Deputy leader Angela Rayner also criticised Mr Johnson’s failure to be there in the conference’s final hours to help Mr Sharma push China and India to make a stronger commitment to end dependence on coal.
“Boris Johnson could have done more to be there, and to make sure that in that room at those vital opportunities that [he would] be able sway the opinion,” Ms Rayner told the BBC’s The Andrew Marr Show.
She added: “We saw Alok Sharma doing his utmost. But Boris Johnson has undermined some of our efforts by using fossil fuels, the investment in the that, by the cutting of overseas aid.

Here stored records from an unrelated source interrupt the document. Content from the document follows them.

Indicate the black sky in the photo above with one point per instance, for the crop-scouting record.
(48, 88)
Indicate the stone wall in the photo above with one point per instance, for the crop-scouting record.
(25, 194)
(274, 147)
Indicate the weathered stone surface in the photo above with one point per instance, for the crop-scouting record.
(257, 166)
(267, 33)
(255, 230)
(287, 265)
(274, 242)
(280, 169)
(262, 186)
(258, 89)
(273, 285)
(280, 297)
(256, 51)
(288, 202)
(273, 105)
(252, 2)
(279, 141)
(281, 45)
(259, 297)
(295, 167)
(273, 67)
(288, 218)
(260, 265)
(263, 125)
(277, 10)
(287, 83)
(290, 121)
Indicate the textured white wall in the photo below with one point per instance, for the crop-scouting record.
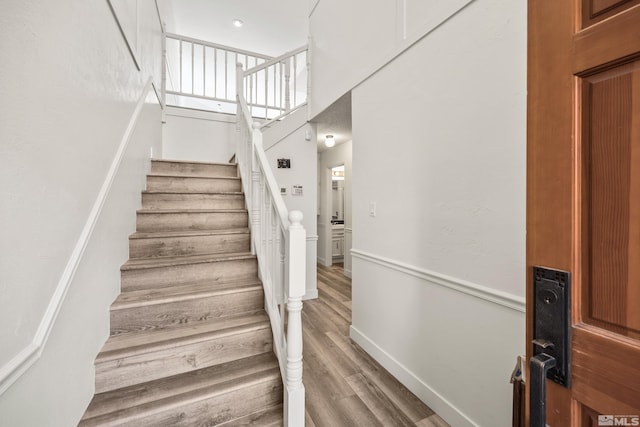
(198, 135)
(69, 87)
(347, 45)
(287, 140)
(439, 138)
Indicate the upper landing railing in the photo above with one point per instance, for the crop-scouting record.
(202, 75)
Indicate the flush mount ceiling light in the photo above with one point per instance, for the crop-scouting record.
(329, 141)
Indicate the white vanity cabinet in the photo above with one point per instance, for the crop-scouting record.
(337, 241)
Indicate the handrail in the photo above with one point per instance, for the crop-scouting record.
(201, 73)
(279, 242)
(217, 46)
(272, 89)
(276, 60)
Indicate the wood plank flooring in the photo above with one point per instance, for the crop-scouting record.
(344, 385)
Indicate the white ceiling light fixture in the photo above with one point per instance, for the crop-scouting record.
(329, 141)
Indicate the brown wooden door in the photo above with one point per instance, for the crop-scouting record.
(583, 196)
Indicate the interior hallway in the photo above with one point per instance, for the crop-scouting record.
(344, 385)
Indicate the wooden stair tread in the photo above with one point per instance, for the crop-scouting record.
(173, 175)
(140, 342)
(193, 162)
(145, 297)
(170, 211)
(269, 417)
(173, 193)
(158, 394)
(145, 263)
(187, 233)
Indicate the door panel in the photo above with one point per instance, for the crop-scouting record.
(610, 275)
(583, 195)
(597, 10)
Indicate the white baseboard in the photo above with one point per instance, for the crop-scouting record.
(428, 395)
(312, 294)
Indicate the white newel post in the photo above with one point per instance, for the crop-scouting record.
(294, 388)
(287, 84)
(257, 190)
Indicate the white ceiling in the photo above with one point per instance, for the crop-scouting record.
(271, 27)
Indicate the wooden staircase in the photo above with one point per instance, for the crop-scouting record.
(190, 342)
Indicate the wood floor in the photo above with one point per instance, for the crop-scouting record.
(344, 385)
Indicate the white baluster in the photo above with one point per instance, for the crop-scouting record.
(287, 78)
(294, 389)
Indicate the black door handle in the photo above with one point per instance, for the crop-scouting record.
(538, 367)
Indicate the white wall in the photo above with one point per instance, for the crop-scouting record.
(69, 88)
(341, 154)
(196, 135)
(351, 40)
(288, 139)
(439, 138)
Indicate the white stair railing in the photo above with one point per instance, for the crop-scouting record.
(278, 86)
(201, 74)
(279, 241)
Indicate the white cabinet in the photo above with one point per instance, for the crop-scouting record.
(337, 240)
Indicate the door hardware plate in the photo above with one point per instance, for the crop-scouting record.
(552, 302)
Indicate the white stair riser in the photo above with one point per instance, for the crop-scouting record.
(189, 245)
(137, 318)
(193, 169)
(178, 221)
(139, 368)
(210, 272)
(204, 412)
(192, 201)
(192, 185)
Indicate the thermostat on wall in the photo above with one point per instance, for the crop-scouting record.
(284, 163)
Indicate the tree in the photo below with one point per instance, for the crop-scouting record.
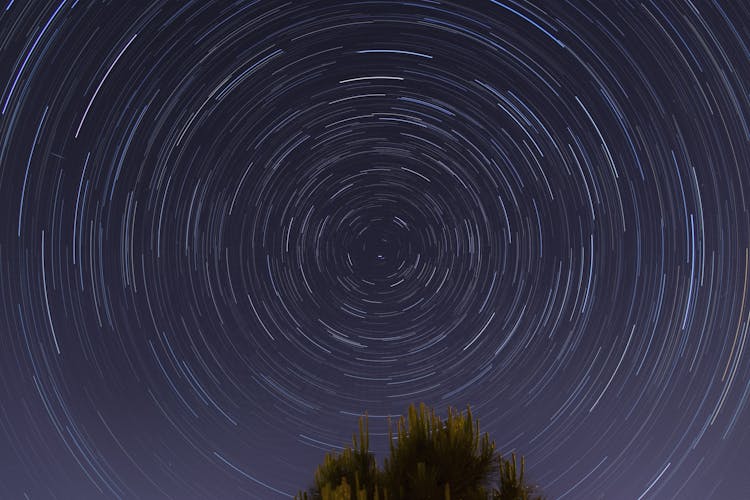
(430, 459)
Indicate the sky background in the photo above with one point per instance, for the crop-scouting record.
(228, 229)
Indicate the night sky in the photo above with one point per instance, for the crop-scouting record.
(228, 229)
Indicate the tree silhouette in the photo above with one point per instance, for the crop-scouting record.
(430, 459)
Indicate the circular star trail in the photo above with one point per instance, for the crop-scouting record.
(229, 229)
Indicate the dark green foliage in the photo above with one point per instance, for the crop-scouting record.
(512, 486)
(354, 466)
(429, 453)
(430, 459)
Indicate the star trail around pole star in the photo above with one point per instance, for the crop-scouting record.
(229, 229)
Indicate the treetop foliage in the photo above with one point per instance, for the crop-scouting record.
(430, 459)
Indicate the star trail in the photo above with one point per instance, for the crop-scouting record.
(231, 228)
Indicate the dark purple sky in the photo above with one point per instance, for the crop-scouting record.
(228, 229)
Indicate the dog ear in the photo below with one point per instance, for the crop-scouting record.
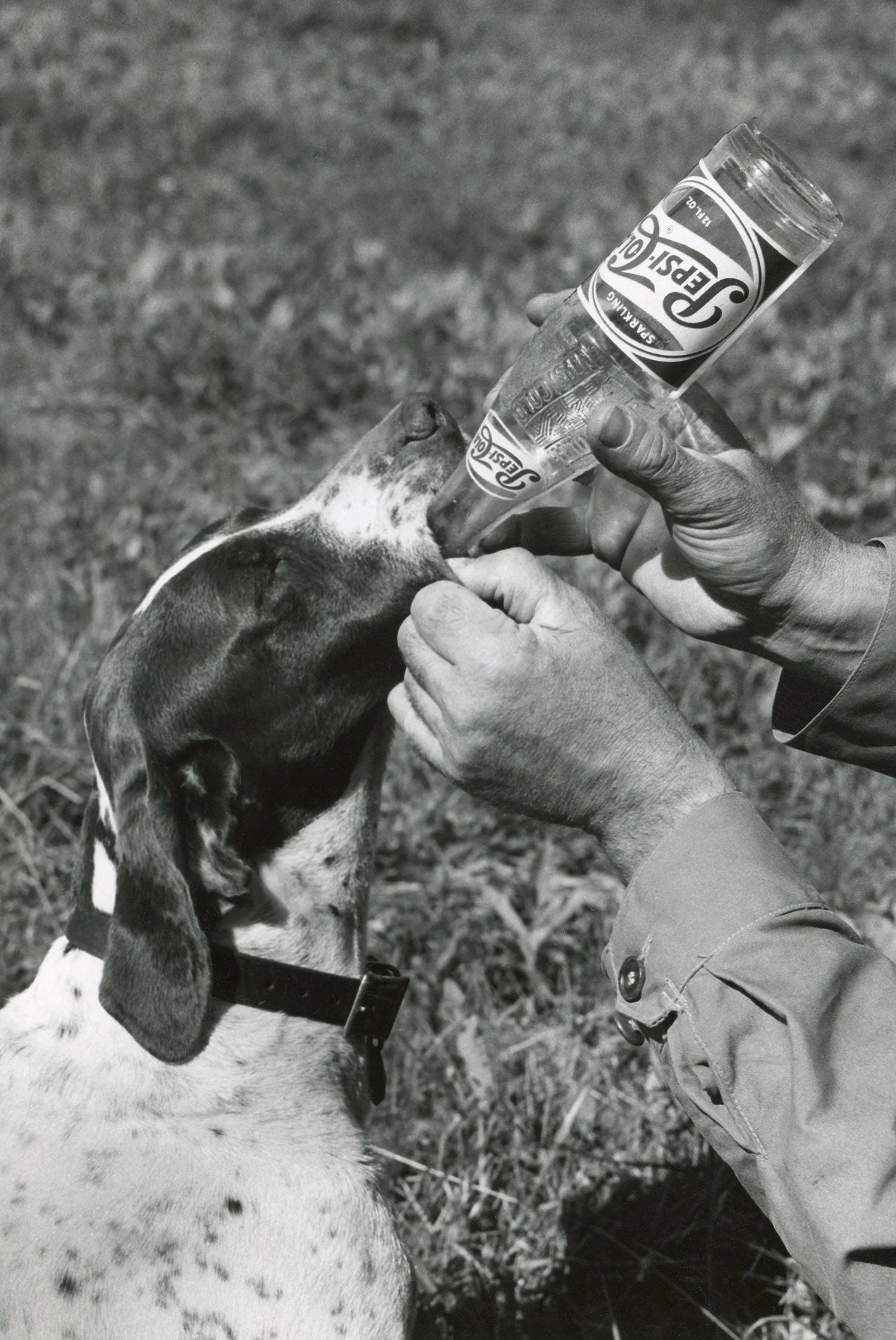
(157, 974)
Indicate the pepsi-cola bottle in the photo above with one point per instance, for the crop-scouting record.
(726, 240)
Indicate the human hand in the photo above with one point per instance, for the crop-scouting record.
(524, 693)
(718, 544)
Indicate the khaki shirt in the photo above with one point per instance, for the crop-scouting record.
(772, 1022)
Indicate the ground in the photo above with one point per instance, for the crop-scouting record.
(234, 234)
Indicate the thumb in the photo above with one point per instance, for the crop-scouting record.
(692, 487)
(517, 583)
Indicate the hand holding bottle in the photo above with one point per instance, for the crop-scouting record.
(713, 538)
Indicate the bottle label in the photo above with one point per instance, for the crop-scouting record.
(500, 464)
(685, 279)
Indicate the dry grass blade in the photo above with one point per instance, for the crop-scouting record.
(445, 1177)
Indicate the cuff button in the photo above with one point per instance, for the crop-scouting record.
(631, 980)
(628, 1029)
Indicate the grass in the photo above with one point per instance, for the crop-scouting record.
(234, 234)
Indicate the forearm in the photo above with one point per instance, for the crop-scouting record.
(831, 615)
(631, 818)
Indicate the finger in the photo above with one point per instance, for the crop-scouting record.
(450, 620)
(689, 486)
(615, 512)
(426, 708)
(515, 581)
(540, 307)
(414, 728)
(545, 530)
(424, 661)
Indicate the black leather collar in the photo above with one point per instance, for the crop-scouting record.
(363, 1007)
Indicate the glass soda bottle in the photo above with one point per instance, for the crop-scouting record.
(726, 240)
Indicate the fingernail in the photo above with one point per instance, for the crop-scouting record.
(614, 427)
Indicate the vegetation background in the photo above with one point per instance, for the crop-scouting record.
(234, 234)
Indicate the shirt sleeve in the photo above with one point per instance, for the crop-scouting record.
(859, 723)
(776, 1028)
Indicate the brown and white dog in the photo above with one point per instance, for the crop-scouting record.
(174, 1167)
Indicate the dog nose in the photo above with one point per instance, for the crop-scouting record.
(418, 417)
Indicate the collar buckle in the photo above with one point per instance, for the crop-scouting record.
(377, 1004)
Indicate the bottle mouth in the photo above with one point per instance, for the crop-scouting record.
(785, 185)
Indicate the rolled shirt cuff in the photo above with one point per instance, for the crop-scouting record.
(721, 874)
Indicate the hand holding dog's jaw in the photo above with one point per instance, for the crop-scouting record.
(526, 694)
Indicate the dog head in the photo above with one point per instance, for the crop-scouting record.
(236, 701)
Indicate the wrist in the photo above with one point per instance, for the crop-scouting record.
(832, 615)
(639, 817)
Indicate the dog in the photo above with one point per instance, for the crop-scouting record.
(176, 1162)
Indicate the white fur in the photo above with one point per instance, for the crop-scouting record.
(105, 803)
(360, 510)
(103, 887)
(229, 1197)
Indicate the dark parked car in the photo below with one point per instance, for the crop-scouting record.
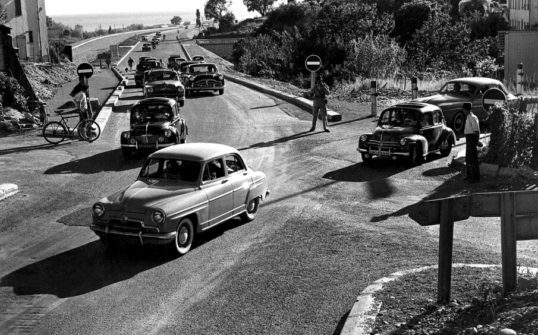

There’s much more we can do to set an example globally.”
In a dramatic last-minute intervention at the Glasgow summit, India and China were able to change the wording of the final deal so coal power generation would be “phased down” rather than “phased out”.
Mr Sharma – who appeared to break down briefly as he apologised to delegates and campaigners for the late change – claimed on Sunday that the weakened deal still represented progress. “We kept 1.5 in reach,” he said.
Labour’s shadow Ed Miliband also accused Mr Johnson’s government of “undermining” Mr Sharma. “I have nothing but praise for Alok Sharma. But I’m afraid the rest of the government didn’t help him and undermined him with decisions like cutting overseas aid,” he told Sky News’s Trevor Phillips on Sunday .
The Labour frontbencher added: “Because we were then saying to other countries, ‘Please step up on climate finance’, when we were stepping back on aid to poorer countries.”
Mr Johnson and Mr Sharma will be grilled over the climate deal agreed in Glasgow at a press conference later on Sunday. The pair will be answering questions about the global pact at Downing Street at 5pm.